Times precisam de inspiração e propósito em um ambiente de trabalho mais dinâmico, inovador e humano
Por que algumas empresas conseguem se adaptar às mudanças e atingir altos índices de crescimento enquanto outras não?
A resposta pode estar em como as lideranças engajam os colaboradores dentro da organização.
O estudo “State of the Global Workplace”, de 2024, realizado pela Gallup, traz dados relevantes sobre a importância do engajamento dos colaboradores no mercado de trabalho.
A fonte estima que o baixo engajamento dos colaboradores tem um impacto de U$$ 8,9 trilhões na economia global, o que representa 9% do PIB global.
O estudo traz também que 70% da variação do engajamento da equipe podem ser atribuídos à liderança. Quanto melhores as práticas e as dinâmicas promovidas pela gestão, melhores os resultados. Líderes ativos e engajados ajudam os colaboradores a seguir essa tendência.
Quando se tem engajamento, todo mundo ganha. Ainda de acordo com a Gallup, colaboradores mais engajados aumentam a produtividade em 18%, aumentam a lucratividade da organização em 23%, diminuem o absenteísmo em 78% e o turnover em 21%.
As abordagens de liderança ainda são baseadas em um modelo transacional, que diz: “Faça isso e ganhe aquilo”.
Assim, um colaborador trabalha para ganhar seu salário, seu bônus. Se o faz bem, ganha. Se deixa de cumprir com algo, então perde sua remuneração. Trata-se de uma grande troca comercial.
O modelo funcionou e teve seu sucesso, mas atualmente é uma receita para gerar times desmotivados e resultados aquém do esperado.
Times precisam de mais do que metas e cobranças. Precisam de inspiração e propósito em um ambiente de trabalho mais dinâmico, inovador e humano. Essa é a base da liderança transformacional.
A tese não é nova. Ela surgiu em 1978 com James MacGregor Burns, um cientista político que observou que relações prolíficas entre líderes e liderados se davam por um maior entendimento de necessidades, atenção às crenças e alinhamento de valores.
Foi a partir dessa constatação, que Bernard Bass, já na década de 80, expandiu e adaptou o conceito para o mundo corporativo e organizacional.
Embora não seja exatamente nova, a teoria ganhou força e parece moldada para o mercado de trabalho atual.
O mercado atravessa uma transformação digital sem precedentes, caracterizada por uma complexidade e imprevisibilidade crescentes.
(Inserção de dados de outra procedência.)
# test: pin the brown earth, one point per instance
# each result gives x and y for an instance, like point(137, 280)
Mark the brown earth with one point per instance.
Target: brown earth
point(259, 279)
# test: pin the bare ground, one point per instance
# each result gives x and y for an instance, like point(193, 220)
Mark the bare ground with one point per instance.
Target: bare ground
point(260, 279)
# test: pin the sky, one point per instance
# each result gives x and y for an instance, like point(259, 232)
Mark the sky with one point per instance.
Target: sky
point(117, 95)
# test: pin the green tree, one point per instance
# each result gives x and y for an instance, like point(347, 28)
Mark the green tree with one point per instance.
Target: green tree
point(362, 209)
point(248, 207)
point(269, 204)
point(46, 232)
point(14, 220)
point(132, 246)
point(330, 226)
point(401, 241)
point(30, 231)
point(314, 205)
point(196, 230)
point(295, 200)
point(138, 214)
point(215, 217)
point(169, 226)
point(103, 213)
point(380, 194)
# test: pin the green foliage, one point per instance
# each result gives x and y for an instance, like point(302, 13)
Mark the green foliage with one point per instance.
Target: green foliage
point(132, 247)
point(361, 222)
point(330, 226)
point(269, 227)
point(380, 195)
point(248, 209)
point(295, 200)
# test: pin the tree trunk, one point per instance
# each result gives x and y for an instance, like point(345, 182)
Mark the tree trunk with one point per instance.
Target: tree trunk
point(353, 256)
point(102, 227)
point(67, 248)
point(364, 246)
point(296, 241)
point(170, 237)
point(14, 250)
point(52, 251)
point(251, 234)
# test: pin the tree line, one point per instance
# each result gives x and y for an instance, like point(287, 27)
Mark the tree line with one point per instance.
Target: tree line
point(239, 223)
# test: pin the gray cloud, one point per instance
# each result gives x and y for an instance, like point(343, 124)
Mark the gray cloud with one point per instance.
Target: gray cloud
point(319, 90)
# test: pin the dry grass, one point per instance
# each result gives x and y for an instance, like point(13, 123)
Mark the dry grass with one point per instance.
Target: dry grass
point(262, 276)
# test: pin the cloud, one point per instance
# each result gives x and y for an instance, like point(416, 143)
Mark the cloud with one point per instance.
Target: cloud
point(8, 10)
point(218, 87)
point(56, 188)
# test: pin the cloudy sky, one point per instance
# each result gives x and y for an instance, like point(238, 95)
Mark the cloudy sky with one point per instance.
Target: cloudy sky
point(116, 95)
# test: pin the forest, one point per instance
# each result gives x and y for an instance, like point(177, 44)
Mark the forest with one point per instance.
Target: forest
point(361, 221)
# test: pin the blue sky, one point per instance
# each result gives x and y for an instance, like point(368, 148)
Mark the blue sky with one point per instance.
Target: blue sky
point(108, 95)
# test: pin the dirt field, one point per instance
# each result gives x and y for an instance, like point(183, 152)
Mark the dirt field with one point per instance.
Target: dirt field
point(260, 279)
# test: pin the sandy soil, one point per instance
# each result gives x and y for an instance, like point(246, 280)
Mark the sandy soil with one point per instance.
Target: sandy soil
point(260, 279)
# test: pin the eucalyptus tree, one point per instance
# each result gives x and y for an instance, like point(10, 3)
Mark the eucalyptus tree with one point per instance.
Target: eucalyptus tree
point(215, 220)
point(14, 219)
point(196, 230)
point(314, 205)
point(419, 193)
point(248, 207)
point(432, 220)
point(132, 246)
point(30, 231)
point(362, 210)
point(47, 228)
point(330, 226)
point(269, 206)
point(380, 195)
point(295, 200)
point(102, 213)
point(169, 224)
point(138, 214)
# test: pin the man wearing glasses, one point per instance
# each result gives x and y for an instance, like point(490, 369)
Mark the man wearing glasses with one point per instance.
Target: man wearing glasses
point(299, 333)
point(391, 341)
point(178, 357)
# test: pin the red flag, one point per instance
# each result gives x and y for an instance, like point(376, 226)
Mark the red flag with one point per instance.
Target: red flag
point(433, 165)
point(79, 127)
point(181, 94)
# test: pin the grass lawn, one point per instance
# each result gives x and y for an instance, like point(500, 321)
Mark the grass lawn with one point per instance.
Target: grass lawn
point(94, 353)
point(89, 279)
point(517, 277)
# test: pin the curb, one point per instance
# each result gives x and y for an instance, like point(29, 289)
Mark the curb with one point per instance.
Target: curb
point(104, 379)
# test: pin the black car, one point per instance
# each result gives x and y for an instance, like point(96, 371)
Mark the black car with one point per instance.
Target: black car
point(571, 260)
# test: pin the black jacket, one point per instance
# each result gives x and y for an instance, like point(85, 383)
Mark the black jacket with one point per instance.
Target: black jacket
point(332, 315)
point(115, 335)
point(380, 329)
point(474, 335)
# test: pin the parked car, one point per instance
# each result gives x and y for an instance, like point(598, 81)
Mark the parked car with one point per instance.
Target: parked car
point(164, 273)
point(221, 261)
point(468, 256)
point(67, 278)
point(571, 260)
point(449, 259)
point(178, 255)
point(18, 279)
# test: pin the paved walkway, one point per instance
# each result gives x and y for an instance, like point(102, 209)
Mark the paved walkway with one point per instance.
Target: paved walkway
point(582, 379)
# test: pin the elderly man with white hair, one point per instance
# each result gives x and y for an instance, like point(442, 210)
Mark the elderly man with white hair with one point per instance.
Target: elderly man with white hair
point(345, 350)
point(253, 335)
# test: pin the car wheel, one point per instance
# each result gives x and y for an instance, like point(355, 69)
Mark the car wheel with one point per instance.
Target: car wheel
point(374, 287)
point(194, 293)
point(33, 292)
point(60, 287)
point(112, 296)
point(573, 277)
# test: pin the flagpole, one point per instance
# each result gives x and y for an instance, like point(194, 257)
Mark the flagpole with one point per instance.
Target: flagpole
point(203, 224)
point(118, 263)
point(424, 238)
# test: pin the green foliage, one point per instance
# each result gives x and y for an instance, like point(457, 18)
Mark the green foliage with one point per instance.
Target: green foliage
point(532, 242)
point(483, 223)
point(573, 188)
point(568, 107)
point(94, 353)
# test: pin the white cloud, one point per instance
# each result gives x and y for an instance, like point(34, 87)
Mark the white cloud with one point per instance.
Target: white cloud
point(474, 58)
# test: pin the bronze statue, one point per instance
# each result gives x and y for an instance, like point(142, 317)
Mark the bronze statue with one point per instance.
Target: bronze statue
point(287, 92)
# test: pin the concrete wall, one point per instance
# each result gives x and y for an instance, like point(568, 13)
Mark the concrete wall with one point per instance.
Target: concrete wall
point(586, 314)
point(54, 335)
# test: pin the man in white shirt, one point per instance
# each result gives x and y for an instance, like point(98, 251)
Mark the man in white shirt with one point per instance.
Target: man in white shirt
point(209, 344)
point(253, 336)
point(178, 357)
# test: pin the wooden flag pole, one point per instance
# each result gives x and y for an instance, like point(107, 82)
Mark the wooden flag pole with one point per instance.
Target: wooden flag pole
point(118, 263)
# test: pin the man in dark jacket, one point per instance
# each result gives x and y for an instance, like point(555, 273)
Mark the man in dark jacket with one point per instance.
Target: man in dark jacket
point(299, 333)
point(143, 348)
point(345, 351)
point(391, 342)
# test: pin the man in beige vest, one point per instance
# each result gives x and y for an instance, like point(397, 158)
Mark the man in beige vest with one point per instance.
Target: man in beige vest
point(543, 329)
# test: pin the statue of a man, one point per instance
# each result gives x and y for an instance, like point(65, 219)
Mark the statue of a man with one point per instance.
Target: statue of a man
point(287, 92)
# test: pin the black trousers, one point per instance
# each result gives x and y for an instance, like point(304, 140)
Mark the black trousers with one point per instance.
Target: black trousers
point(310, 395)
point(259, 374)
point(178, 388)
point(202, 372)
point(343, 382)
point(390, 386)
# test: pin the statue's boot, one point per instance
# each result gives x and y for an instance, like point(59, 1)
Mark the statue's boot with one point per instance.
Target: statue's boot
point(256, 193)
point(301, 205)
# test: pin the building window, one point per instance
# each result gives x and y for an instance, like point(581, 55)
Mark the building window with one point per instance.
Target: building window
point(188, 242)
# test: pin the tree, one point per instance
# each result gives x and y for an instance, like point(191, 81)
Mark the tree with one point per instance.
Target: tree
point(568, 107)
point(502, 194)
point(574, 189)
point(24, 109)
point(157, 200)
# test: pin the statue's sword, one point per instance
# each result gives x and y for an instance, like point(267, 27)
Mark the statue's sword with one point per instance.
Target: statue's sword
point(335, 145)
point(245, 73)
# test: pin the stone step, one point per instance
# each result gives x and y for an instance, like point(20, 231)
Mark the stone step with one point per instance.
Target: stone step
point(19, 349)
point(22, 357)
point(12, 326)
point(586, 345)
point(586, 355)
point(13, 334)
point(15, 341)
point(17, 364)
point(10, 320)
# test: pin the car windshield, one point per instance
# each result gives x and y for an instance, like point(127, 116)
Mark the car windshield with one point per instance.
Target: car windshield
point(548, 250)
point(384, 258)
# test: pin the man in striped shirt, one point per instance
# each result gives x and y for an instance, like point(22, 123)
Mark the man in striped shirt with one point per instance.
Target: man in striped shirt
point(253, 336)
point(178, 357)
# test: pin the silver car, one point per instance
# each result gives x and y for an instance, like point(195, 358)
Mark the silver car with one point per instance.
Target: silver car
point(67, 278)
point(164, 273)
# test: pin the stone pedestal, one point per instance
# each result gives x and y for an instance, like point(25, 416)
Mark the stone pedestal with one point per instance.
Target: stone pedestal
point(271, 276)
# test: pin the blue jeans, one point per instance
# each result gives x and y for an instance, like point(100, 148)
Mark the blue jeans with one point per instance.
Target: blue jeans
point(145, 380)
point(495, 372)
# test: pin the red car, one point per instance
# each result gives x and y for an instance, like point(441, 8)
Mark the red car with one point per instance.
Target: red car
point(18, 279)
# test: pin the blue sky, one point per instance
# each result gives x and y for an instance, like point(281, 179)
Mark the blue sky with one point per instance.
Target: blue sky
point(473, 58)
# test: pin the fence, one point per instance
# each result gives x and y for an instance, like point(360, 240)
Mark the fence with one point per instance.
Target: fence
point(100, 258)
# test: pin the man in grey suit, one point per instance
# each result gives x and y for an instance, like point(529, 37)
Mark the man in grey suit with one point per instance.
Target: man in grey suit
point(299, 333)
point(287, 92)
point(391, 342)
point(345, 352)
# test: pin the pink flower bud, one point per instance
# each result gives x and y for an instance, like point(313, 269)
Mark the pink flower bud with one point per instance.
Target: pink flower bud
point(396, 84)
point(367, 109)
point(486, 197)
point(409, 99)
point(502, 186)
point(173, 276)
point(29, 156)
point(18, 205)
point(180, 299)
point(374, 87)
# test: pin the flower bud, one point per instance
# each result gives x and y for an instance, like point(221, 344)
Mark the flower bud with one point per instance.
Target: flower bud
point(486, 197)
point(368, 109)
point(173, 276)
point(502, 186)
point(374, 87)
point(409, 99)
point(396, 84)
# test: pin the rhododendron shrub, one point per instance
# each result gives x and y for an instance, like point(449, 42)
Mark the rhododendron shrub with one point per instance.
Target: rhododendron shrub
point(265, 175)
A inteligência artificial avança em ritmo exponencial, redefinindo paradigmas tradicionais de trabalho, inovação e interação humana. Algoritmos de aprendizado e machine learning já são capazes de realizar tarefas complexas, desde análise de dados estratégicos até diagnósticos médicos precisos, sinalizando uma revolução que vai além da simples automação.
Nesse cenário de rápidas mudanças tecnológicas, empresas emergem e se dissolvem em ciclos cada vez mais curtos, enquanto profissionais são desafiados a se reinventarem constantemente.
Dessa maneira, a tecnologia não apenas impactou as relações comerciais e laborais, mas também redesenhou completamente as competências necessárias para o sucesso organizacional.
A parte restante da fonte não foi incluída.